AI sound model gives users unrivalled audio control

A team of researchers has developed a generative AI model called Fugatto that is set to transform the audio landscape, offering users unparalleled control over sound creation and manipulation.

Fugatto is a versatile tool that allows users to generate or modify any combination of music, voices and sounds using simple text prompts and audio files.

Its capabilities extend far beyond traditional AI sound models. Users can now create music snippets from text descriptions, add or remove instruments from existing songs, alter voice accents and emotions, and even produce entirely new, never-before-heard sounds.

The model’s flexibility opens up a world of possibilities for various industries. Music producers can quickly prototype ideas, experimenting with different styles, voices and instruments. Advertising agencies can easily adapt campaigns for multiple regions by applying different accents and emotions to voiceovers. Language learning tools can be personalised with familiar voices, while video game developers can create dynamic audio assets that respond to in-game actions.

Perhaps one of Fugatto’s most innovative features is its ability to generate unique sounds, akin to the “avocado chair” concept in visual AI. Users can describe and create unconventional audio combinations, such as a trumpet barking or a saxophone meowing. The model also demonstrates emergent properties, showcasing capabilities that arise from the interaction of its various trained abilities.

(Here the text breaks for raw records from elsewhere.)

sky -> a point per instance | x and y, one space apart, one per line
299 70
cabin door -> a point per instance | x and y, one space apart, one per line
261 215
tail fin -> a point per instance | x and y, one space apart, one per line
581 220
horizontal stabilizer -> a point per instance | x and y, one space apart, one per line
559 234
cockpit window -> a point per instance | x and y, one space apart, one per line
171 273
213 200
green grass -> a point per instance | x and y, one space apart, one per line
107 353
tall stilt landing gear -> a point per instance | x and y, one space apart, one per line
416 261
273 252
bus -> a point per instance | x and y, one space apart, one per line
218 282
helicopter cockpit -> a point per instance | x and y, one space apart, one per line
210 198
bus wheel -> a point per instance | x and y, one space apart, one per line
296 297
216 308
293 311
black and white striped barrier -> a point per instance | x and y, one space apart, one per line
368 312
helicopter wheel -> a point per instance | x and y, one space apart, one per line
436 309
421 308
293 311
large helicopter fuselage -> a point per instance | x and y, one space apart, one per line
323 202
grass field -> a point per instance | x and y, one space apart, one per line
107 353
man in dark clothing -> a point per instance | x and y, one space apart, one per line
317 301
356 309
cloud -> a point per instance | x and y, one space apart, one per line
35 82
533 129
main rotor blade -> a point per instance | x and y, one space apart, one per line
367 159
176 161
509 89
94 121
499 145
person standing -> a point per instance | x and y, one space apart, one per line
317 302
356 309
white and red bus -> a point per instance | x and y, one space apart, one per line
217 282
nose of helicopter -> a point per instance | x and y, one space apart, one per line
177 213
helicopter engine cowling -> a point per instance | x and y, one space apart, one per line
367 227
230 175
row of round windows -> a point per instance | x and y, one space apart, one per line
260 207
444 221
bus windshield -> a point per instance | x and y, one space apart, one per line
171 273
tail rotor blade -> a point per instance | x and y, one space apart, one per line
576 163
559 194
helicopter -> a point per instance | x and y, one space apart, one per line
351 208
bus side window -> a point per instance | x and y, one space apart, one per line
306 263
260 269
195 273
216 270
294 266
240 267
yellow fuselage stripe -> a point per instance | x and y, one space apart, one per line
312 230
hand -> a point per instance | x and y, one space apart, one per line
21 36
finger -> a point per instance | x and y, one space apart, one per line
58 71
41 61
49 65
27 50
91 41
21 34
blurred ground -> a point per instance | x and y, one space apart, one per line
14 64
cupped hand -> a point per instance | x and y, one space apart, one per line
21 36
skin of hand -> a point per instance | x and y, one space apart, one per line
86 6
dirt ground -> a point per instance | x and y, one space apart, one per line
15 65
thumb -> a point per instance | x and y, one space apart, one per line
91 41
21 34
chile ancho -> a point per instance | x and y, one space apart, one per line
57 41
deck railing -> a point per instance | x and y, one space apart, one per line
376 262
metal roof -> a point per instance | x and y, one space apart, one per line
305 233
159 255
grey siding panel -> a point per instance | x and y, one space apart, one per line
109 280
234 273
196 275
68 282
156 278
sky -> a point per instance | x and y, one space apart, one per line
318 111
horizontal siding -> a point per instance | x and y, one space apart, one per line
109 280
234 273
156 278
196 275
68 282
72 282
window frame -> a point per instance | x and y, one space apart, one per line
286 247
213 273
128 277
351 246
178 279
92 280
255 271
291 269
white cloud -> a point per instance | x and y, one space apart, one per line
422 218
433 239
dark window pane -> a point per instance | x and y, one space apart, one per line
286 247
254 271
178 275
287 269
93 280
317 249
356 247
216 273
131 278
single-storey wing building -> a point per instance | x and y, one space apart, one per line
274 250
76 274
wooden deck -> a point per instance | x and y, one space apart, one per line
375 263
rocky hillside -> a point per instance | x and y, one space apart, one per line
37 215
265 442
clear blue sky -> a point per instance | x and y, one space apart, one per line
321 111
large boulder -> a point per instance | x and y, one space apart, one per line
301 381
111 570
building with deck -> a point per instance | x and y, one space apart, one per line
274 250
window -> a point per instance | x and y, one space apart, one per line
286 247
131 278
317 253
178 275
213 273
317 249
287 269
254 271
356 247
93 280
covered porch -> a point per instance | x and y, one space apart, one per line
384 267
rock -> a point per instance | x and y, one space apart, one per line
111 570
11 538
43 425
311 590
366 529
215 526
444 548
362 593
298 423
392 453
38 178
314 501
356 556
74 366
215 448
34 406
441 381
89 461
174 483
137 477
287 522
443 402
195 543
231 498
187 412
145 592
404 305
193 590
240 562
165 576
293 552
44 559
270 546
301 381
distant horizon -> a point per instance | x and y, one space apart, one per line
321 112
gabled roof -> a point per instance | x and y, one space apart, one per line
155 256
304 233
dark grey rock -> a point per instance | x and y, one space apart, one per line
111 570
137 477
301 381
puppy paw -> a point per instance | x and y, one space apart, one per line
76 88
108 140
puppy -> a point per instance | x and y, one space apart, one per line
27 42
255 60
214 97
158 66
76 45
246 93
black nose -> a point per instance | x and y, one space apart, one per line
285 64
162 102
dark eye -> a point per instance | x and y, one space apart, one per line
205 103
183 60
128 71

Fugatto’s user-friendly interface allows for fine-tuned control over audio attributes. The ComposableART technique lets users combine instructions in novel ways, while temporal interpolation allows for the creation of evolving soundscapes. These features provide users with an unprecedented level of artistic control over their audio creations.

“We wanted to create a model that understands and generates sound like humans do. Fugatto is our first step toward a future where unsupervised multi-task learning in audio synthesis and transformation emerges from data and model scale,” said Rafael Valle, Manager of Applied Audio Research at NVIDIA and one of the dozen-plus people, including an orchestral conductor and composer, behind Fugatto.